The commune of San Daniele del Friuli is most famous for one thing- prosciutto.  Ham is a serious business for San Daniele, and from the displays at the Museo del Territorio to a tour of the Prosciutteries to dinner at any one of the many restaurants serving up prosciutto,  San Daniele has a long history, beginning as a Roman settlement, and there is a large body historic structures to be seen.  My favorite location though happens to be in the Piazza Vittorio Emanuele II, the main town square.

The Biblioteca Guarneriana from the west. And my spouse stretching his legs from the hike up Via Roma to reach it. Courtesy of the author.

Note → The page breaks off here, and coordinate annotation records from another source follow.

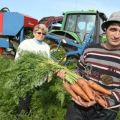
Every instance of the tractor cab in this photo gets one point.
(77, 24)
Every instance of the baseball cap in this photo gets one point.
(114, 17)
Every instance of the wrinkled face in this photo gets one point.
(39, 35)
(113, 35)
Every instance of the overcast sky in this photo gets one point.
(42, 8)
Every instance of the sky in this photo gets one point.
(43, 8)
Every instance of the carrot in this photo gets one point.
(78, 90)
(100, 101)
(69, 90)
(85, 87)
(98, 88)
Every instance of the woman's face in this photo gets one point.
(39, 35)
(113, 36)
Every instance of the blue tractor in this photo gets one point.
(78, 30)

That building is the Biblioteca Guarneriana, one of the oldest public libraries in Italy.  On the 10th of October in 1466, Guarnerio d’Artegna dictated his final will, in which he gifted his library of 173 manuscripts to the San Daniele and its people.  An avid intellectual, educated at the University of Padua and the intellectual circles of Rome, Guarnerio began his ecclesiastical career in Friuli in 1435.  He was ordained around 1445 and appointed the second highest civil and religious authority under the Patriarch of Aquileia.  There was a lot going on politically at this time in Italy, and you can read a more detailed biography of Guarnerio here.  Suffice to say, San Daniele became his parish, and thereby the center of the Church of Aquileia.  The collection expanded over the years, most notably with the donations of Guisto Fontanini in 1734.  Though the collection has been sequestered away in times of war, robbed by invading forces and occasionally “borrowed” out of by other collections in Italy, it has always greatly treasured by the community.

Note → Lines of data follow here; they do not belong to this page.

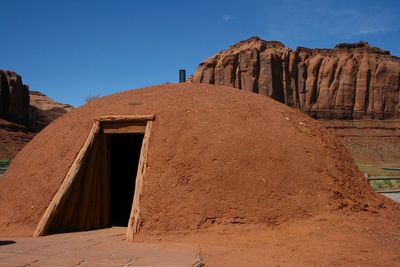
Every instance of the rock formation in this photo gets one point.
(14, 98)
(43, 110)
(350, 81)
(23, 113)
(31, 109)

At this time the library has over 120,000 volumes.  The various religious and humanist texts from Guarnerio, Fontanini and others include eighty incunabula (books that were printed as opposed to handwritten prior to 1501), a 14th-century Divine Comedy, and the “gem” the 1190’s Byzantine Bible from the Latin Kingdom in Jerusalem.  The archival collection also contains the Municipal Collection, which documents the evolution of the local government through the Acts of the Community ( 1213 to 1797), the Democratic Municipality (1797-1814), and the City (1800-1870).  Even a text entitled “Discourse on the game of football Fiorentino, Del Puro Academic Altered ” from 1580 is to be found in the library.

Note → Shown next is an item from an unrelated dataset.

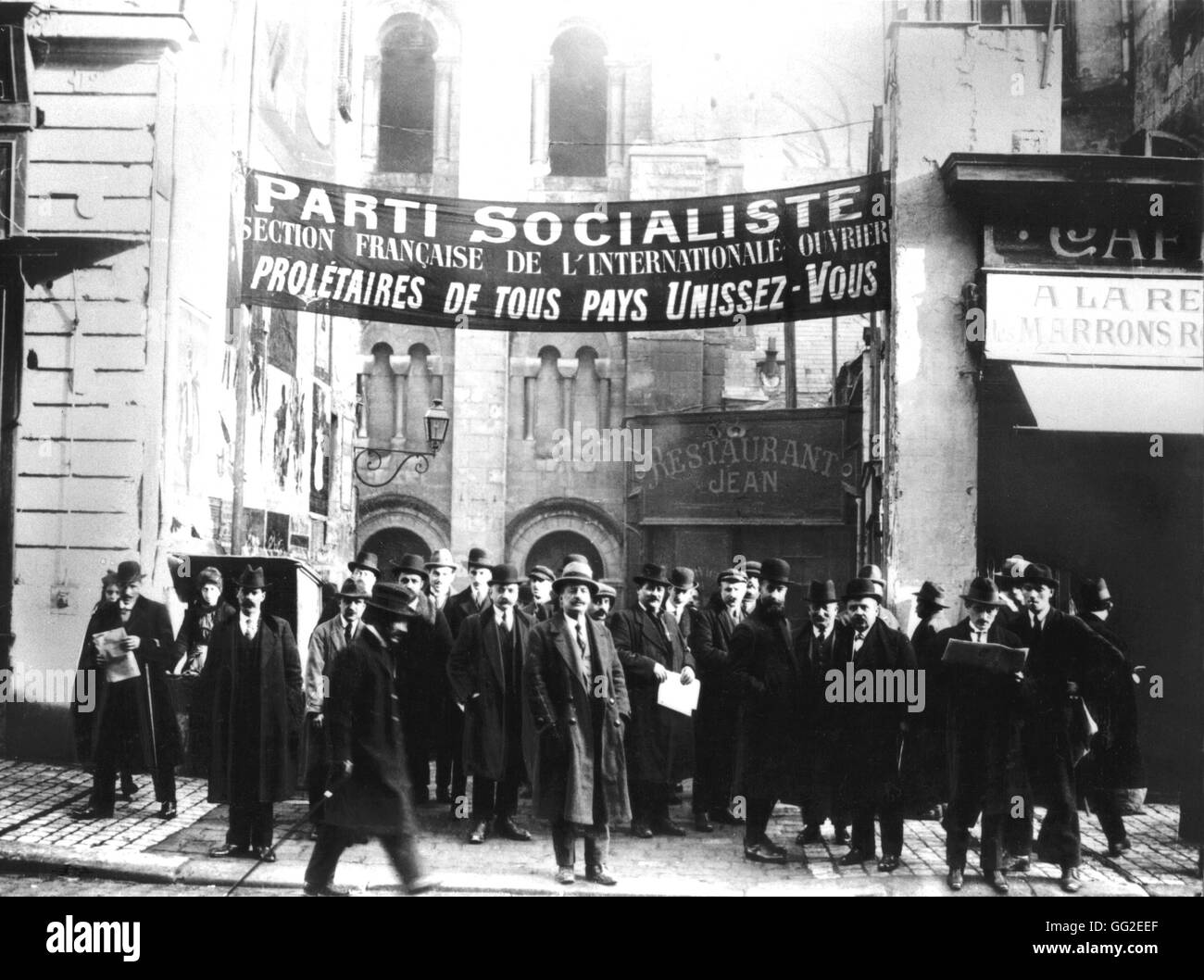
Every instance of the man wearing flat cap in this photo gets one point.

Looking out from the loggia into the piazza. Courtesy of the author.
The fresco and painted beams inside the loggia. Courtesy of the author.

The collection was housed in the Palazzo Comunale, a 15th century building off the piazza.  The municipal palace- or as we in the US tend to say, town hall- has a loggia was the first part of the structure built in 1415.  In both medieval and Renaissance Italy, loggias and porticos were common.  (Though often used interchangeably, we can differentiate between porticos and loggias on a functional basis.  Porticos describe the covered entrances to buildings, while loggias are not built at the entrance but are simply a sort of outdoor extension of the building.)  Loggias were often built in conjunction with squares, and as seen in treatises on architecture of the time, were viewed as necessary for functional community life.  The shaded walkways provided places for workers to rest in the afternoon, parents and caregivers to bring small children outdoors, and by being raised above the square provided public seating for events and festivals.  The loggia features beautifully carved and painted beams, as well as remnants of the fresco along the top of one wall.

The Bibioteca Guarneriana in 1900, the early 1990s and during renovations in 2011.  Courtesy of the SIRPAC archives, and
The Bibioteca Guarneriana in 1900, the early 1990s and during renovations in 2011. Courtesy of the SIRPAC archives, and


The building’s most recent renovation was completed in 2012 by Claudio Del Mestre and team. For some great renderings of the building, including illustrations of the periods of construction, pop over to archilovers.  The library entrances from the loggia and the study are both part of the renovations, as well as restorations to the plaster work.